6. Window Functions for Chained Signals
This isn't a pattern—it's a setup that makes the other five composable.
SELECT
cardholder_id,
timestamp,
amount,
merchant_id,
timestamp - LAG(timestamp) OVER w AS time_since_last,
CASE WHEN merchant_id <> LAG(merchant_id) OVER w
THEN 'changed' ELSE 'same' END AS merchant_change,
sum(amount) OVER (
PARTITION BY cardholder_id
ORDER BY timestamp
RANGE BETWEEN INTERVAL '24 hours' PRECEDING AND CURRENT ROW
) AS running_24h_total,
ROW_NUMBER() OVER (
PARTITION BY cardholder_id, date(timestamp)
ORDER BY timestamp
) AS tx_of_day
FROM transactions
WINDOW w AS (PARTITION BY cardholder_id ORDER BY timestamp)
ORDER BY cardholder_id, timestamp;
Once materialized, fraud rules collapse to filter expressions. For card-testing rings: lots of small charges at different merchants within minutes:
SELECT *
FROM tx_with_windows
WHERE tx_of_day >= 5
AND time_since_last < INTERVAL '60 seconds'
AND merchant_change = 'changed';
Three filters. Now analysts can express new fraud hypotheses as SQL filters instead of engineering tickets.
Putting It Together
None of these alone is enough. Velocity has false positives (vending operators). Geographic impossibility misses single-metro fraud. Amount anomalies don't apply outside card-test contexts. Off-hours needs history.
Run them all and score each transaction across the signals. A transaction failing on three or four is almost always fraud. One failure might be your grandma being weird with her debit card on vacation.
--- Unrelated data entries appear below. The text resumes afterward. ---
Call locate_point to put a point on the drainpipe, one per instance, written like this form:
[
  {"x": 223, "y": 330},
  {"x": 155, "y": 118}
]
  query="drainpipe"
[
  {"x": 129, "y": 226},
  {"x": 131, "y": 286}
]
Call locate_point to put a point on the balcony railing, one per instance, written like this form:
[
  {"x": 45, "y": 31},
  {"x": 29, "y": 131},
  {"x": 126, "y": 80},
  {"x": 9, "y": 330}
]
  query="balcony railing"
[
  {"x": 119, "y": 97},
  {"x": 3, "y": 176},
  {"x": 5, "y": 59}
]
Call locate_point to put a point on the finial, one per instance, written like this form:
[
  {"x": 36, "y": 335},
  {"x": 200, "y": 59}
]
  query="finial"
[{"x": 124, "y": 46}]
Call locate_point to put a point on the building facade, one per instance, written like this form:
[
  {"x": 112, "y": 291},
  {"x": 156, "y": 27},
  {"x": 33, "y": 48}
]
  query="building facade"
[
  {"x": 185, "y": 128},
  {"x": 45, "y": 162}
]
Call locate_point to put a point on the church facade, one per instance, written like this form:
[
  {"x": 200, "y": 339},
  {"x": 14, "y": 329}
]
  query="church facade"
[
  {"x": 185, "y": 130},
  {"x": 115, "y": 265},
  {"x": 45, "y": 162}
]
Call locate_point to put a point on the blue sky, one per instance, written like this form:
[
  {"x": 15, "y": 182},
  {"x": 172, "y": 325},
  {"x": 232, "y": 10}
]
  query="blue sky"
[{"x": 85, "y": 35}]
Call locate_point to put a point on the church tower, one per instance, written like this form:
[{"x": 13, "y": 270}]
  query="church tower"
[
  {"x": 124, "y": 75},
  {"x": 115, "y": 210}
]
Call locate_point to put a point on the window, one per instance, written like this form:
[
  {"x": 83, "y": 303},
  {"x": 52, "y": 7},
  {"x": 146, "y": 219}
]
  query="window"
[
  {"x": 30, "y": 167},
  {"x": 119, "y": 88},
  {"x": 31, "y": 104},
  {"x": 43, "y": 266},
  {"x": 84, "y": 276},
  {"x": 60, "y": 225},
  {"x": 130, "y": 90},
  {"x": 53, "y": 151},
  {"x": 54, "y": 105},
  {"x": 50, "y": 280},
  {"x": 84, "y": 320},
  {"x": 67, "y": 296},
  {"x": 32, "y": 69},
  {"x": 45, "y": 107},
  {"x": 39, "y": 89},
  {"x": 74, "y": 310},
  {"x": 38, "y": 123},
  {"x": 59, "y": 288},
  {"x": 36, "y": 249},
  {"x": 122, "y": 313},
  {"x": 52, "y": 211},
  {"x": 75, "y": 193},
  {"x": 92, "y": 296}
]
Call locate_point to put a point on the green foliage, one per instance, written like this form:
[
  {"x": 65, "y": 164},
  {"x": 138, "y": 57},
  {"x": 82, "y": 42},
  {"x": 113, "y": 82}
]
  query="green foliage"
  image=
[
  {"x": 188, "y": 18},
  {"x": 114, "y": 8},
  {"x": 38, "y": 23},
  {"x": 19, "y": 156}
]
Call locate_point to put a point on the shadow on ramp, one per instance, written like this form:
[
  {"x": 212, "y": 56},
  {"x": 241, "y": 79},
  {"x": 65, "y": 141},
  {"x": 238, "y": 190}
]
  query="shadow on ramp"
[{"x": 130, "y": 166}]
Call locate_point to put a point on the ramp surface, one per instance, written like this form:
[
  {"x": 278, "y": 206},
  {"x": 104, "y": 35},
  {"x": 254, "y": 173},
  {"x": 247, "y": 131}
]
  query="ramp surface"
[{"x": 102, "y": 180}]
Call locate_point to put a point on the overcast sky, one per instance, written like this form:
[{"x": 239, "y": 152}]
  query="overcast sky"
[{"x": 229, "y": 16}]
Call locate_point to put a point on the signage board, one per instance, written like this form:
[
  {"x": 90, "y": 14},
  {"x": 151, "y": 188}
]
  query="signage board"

Start with pattern 1—it surfaces useful fraud with very little legitimate activity, and it's cheap to run. If you've already got 1-5, invest in pattern 6: those window-function primitives. Every analyst will use them, and adding the next fraud pattern stops being a project.
Things Left Out
- NULL handling: Real tables use sentinel values like
9999-12-31for "no end date." Always check conventions. - False positives: Every rule flags legitimate weirdness. Human review with feedback loops is required.
- Privacy: Comply with data-use policies. Use de-identified data first.
- Cost: Window functions can be expensive. Filter date range first, then apply windows. Don't run
LAG()across two years before addingWHERE.